“Lady Alcombe was not the kind of woman to suffer that way,” said Joy slowly. “She had no heart.... But here comes the rain. We shall have to go below.”
Nine days later Joy Gargrave walked across the snow to the headquarters of the Mounted Police at Regina, and asked, to see the Commissioner. He, as it appeared, was absent, and the only official immediately available was an inspector, a pleasant soldier-like man in the early thirties. To him she addressed her question.
“Can you tell me anything as to the whereabouts of Corporal Bracknell?”
The inspector looked up from her card, and flashed a keen glance at her, then shook his head.

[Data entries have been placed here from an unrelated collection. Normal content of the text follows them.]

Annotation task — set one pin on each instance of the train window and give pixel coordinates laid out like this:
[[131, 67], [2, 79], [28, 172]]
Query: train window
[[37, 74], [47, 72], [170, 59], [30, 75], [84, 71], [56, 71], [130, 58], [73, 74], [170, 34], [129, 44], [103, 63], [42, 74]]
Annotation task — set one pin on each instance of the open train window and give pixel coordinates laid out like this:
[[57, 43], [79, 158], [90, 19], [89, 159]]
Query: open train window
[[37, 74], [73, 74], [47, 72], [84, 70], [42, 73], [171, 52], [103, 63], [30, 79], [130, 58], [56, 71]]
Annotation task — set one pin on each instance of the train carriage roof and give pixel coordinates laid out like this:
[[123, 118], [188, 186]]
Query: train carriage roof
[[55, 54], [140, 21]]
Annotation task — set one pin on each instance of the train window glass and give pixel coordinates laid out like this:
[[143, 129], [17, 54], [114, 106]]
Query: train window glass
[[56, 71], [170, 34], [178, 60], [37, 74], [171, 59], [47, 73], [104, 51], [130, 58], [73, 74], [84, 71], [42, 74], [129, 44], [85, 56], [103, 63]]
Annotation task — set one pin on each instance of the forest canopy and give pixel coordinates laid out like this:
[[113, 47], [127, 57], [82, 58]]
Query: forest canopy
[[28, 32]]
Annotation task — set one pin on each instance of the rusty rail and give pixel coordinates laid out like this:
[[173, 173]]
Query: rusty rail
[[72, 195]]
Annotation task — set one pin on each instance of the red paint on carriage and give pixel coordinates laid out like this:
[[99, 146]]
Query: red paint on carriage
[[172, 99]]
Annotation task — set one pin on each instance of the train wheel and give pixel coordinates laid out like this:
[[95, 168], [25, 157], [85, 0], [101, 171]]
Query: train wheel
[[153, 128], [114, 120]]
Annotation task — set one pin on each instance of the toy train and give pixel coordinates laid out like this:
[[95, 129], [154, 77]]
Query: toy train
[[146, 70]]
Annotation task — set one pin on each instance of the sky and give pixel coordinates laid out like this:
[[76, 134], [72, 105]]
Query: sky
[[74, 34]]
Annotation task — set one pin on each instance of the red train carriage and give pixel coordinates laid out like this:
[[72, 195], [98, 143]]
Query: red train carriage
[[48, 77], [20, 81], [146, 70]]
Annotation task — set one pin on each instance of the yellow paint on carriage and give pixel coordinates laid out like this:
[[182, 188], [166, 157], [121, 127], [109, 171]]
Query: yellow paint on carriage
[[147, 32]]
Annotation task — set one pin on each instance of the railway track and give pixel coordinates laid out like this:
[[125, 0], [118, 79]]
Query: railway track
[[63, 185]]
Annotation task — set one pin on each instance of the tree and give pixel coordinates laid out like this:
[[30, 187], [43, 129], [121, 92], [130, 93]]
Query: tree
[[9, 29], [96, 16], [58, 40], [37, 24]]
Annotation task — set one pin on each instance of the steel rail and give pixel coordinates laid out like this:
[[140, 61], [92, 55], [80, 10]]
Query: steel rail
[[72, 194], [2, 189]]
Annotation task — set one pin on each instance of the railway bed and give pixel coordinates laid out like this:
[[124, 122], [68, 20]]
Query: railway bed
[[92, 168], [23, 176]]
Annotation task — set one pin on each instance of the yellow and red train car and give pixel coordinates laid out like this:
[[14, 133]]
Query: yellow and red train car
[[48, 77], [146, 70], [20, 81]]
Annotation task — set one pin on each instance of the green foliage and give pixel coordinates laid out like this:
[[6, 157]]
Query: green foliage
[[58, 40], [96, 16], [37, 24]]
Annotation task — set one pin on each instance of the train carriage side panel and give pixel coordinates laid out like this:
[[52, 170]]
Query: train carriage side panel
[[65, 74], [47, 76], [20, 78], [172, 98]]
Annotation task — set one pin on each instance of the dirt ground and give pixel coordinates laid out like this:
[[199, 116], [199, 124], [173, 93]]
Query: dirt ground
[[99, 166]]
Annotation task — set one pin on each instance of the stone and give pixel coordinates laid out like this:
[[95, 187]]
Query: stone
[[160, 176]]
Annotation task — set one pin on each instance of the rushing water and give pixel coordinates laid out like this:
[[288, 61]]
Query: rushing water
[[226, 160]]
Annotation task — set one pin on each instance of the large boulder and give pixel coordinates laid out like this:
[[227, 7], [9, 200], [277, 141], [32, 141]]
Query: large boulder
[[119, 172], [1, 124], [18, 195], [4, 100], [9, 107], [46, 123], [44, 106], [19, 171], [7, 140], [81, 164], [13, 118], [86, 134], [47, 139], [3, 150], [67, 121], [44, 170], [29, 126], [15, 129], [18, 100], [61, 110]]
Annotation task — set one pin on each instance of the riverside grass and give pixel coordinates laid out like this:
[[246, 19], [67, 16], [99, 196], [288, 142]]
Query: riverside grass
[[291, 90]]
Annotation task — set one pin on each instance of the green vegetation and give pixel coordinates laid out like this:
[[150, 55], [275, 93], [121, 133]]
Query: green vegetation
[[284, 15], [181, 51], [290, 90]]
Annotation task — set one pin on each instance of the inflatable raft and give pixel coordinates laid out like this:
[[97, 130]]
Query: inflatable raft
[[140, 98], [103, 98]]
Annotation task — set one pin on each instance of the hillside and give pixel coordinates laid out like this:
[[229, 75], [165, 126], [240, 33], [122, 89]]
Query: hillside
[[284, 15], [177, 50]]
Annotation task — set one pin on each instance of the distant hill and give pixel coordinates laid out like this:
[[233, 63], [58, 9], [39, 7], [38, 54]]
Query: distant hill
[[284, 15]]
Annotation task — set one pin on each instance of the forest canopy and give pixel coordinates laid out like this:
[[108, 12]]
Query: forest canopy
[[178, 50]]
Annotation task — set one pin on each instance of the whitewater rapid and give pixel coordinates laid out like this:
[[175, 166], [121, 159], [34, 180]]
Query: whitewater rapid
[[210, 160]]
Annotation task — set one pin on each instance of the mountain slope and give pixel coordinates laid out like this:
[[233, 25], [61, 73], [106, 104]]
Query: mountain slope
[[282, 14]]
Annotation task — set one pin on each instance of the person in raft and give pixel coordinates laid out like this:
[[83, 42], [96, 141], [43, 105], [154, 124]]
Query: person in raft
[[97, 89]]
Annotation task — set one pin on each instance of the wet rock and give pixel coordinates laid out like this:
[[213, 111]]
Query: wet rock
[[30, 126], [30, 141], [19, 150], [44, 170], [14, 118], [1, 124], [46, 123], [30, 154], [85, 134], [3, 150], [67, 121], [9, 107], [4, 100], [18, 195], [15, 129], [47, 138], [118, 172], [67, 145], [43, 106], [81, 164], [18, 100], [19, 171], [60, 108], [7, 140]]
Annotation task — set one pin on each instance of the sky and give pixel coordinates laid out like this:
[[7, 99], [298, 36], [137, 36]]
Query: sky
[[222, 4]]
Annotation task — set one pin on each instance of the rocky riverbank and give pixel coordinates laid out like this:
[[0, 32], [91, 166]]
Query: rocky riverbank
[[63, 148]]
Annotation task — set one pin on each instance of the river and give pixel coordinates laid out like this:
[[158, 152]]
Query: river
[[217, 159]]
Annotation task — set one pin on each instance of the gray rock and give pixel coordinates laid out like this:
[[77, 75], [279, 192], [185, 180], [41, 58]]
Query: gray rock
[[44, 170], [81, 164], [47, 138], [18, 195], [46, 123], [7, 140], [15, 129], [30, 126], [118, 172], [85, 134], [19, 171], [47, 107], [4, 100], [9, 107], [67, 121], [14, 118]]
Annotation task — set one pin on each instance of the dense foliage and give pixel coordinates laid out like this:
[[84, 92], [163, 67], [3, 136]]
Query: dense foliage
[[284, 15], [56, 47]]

“I am sorry, Miss Gargrave. We should be glad of news of Bracknell ourselves. He went on a journey several weeks ago, and a patrol that has come through the district where he was likely to be has heard nothing of him, though a sled was found which was unquestionably his. There were the bones of dogs also, so that things look rather black. The timber-wolves may have got him. Reports from two or three districts state they have been very savage this winter.”
Joy’s face went white, but she kept herself in hand.
“Still I suppose there is a possibility that he may have escaped?”
“A bare possibility,” answered the inspector in a voice that betrayed he had little hope. Then he asked suddenly, “I wonder why you wish to find him, Miss Gargrave?”
Joy flushed at the question which to her seemed to border on impertinence.